Oct. 12, 2015 "Familiar terrain for a road trip": I cut out this article by Amirah El-Safty in the National Post on Dec. 1, 2012. Here it is:
Cadillac CouchesBy Sophie B. Watson
Brindle & Glass
217 pp; $19.95
Brindle & Glass
217 pp; $19.95
Long road trips are the perfect setting for meandering thought catalogues. Want evidence? Take Cadillac Couches, the story of two twenty-somethings, Annie and Isobel, on a cross-country journey from Edmonton to meet Annie’s celebrity music crush in Montreal. Sophie B. Watson begins with a promising if tired formula — a charming and resonate story about two young women driving across Canada, interspersed with roadside musings about their romantic pasts — but is limited by her choice to let her characters speak for themselves. What we’re left with is a novel that sometimes reads like an extended diary entry from a person who isn’t particularly interesting.
Adolescent readers may relate to the exuberant music-fandom that drives the narrative — the cross-country journey is dotted with fictionalized encounters with real-life musicians — and Annie’s thoughts are often punctuated with song lyrics and what-if-we-met fantasies. Every chapter begins with a lyric, too, and the end of the novel features a section Watson labels an “After Afterword,” where she seems to reveal that Annie grows up to be a DJ and includes an expansive list of musical suggestions. Older readers may struggle to relate to Annie’s teenage excitability. For instance, here’s Annie posing as a music journalist at a Dan Bern concert: “It was hard to believe we were actually going to meet him. For real. I knew I shouldn’t keep thinking I’m nervous. I’m nervous. I’m nervous. I’m really really nervous. I’m nervousnervousnervousnervousnessssssssssvusususususus us nerve us. What did it mean … nerve us?”
There are things to admire. In the section “Christmastime Three and a Half Years Ago,” Annie tenderly describes her first love, and its painful ending, as the girls drive across the Canadian Prairies: “Encircled by bulrushes, we dozed in the sunshine like frogs basking on lily pads. Both evenings we camped there we spent in front of the fire, getting high, eating chocolate, sipping whiskey, talking music, looking at the stars, hoping for Northern Lights. I was converted to the church of Sullivan and his way of doing things.” As Annie recalls summers spent with the boy she is now trying to forget, one begins to feel some solidarity with her.
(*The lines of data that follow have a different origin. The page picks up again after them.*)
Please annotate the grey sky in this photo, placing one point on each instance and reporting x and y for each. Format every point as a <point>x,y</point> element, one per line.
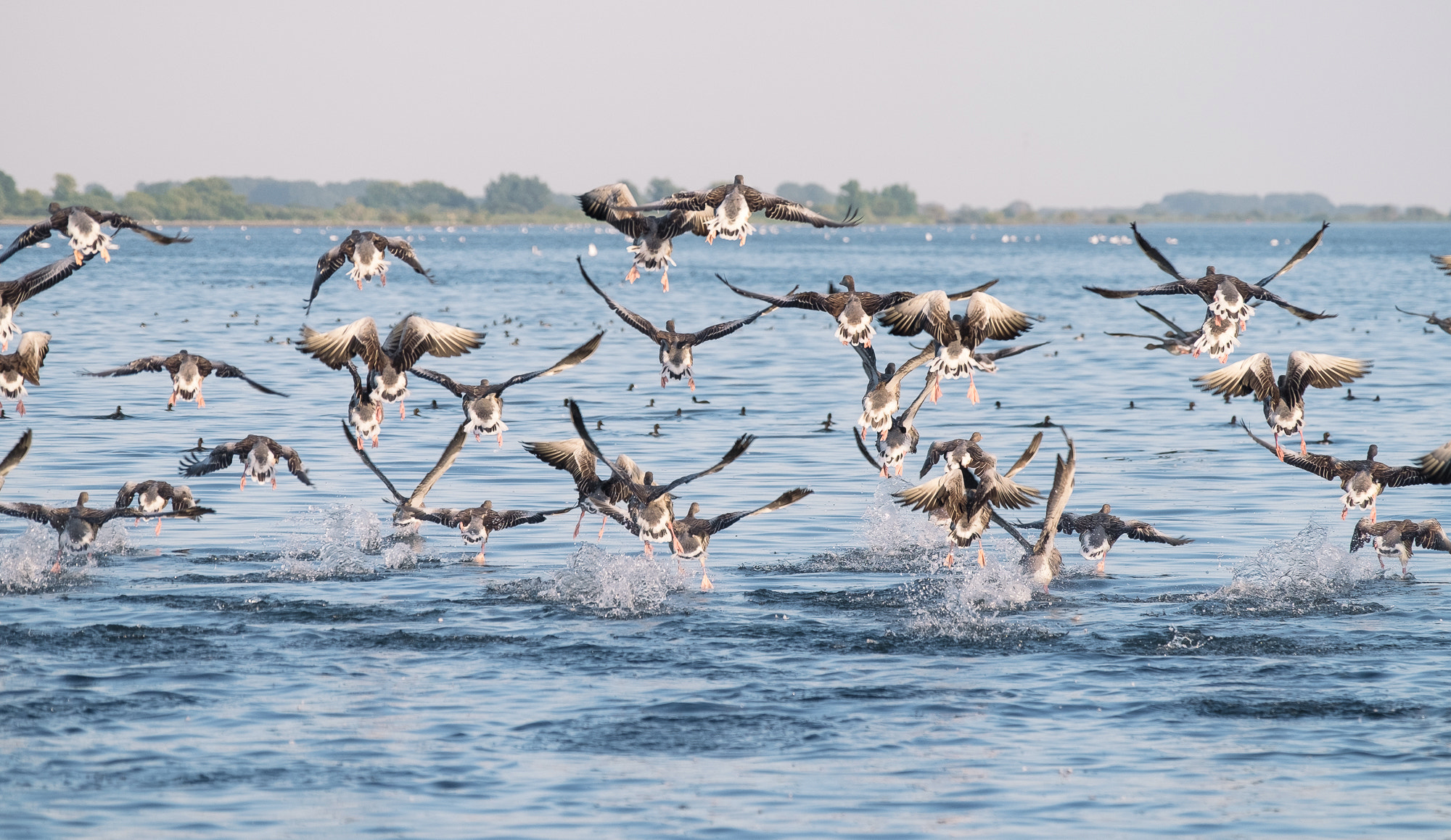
<point>1056,104</point>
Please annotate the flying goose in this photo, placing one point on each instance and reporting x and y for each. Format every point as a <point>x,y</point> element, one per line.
<point>1363,482</point>
<point>654,236</point>
<point>83,227</point>
<point>24,366</point>
<point>188,371</point>
<point>1285,397</point>
<point>388,362</point>
<point>852,310</point>
<point>369,253</point>
<point>1228,297</point>
<point>677,349</point>
<point>76,527</point>
<point>884,388</point>
<point>696,533</point>
<point>17,292</point>
<point>1099,532</point>
<point>732,207</point>
<point>156,497</point>
<point>260,461</point>
<point>1397,538</point>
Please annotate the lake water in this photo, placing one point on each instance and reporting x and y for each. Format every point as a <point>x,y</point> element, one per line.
<point>288,670</point>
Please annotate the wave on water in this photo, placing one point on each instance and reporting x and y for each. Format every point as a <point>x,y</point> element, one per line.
<point>609,585</point>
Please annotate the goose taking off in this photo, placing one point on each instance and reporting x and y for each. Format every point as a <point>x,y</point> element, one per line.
<point>260,461</point>
<point>1285,397</point>
<point>732,207</point>
<point>1228,297</point>
<point>188,372</point>
<point>696,533</point>
<point>24,366</point>
<point>388,362</point>
<point>83,227</point>
<point>677,349</point>
<point>852,310</point>
<point>1397,538</point>
<point>1099,532</point>
<point>654,236</point>
<point>1363,482</point>
<point>17,292</point>
<point>369,253</point>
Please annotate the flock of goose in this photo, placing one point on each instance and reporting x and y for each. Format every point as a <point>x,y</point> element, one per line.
<point>966,498</point>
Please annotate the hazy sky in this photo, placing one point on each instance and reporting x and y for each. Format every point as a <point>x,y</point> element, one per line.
<point>982,104</point>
The quirky recollections of an immature girl’s first major romantic experience are fun to read the first time around, and the entire novel is told from Annie’s first-person perspective — whether it be flashbacks, descriptions, Isobel’s romantic foibles or moments of insight. But this gets tiresome rather quickly; her voice isn’t strong enough to sustain the novel. An omniscient narrator, or at least one with more life experience, would have helped anchor the story.
Watson had an opportunity to do so in the character of Kerridge, a middle-aged professor whom the girls meet while stranded in a small Ontario town. Watson misses her chance to reveal something important about her protagonists, or to allow Kerridge to bequeath some hard-earned sagacity about life. Instead, she uses the encounter to reaffirm the importance of a youthful attitude; Kerridge might as well have been another twenty-something for all the insight he provides: “Kerridge said life is all two steps forward, and one step back, and if I needed advice from now on, listen to Springsteen, damnit.”
The troubles that befall Watson’s characters lose their gravity when they are presented through the prism of Annie’s fussy, adolescent reveries. Central to the plot is Annie’s experience with anxiety, and Isobel’s callous relationship with men. This potentially rich emotional terrain, however, is inadequately mined, and the reader comes away with neither many new insights nor a greater breadth of human understanding.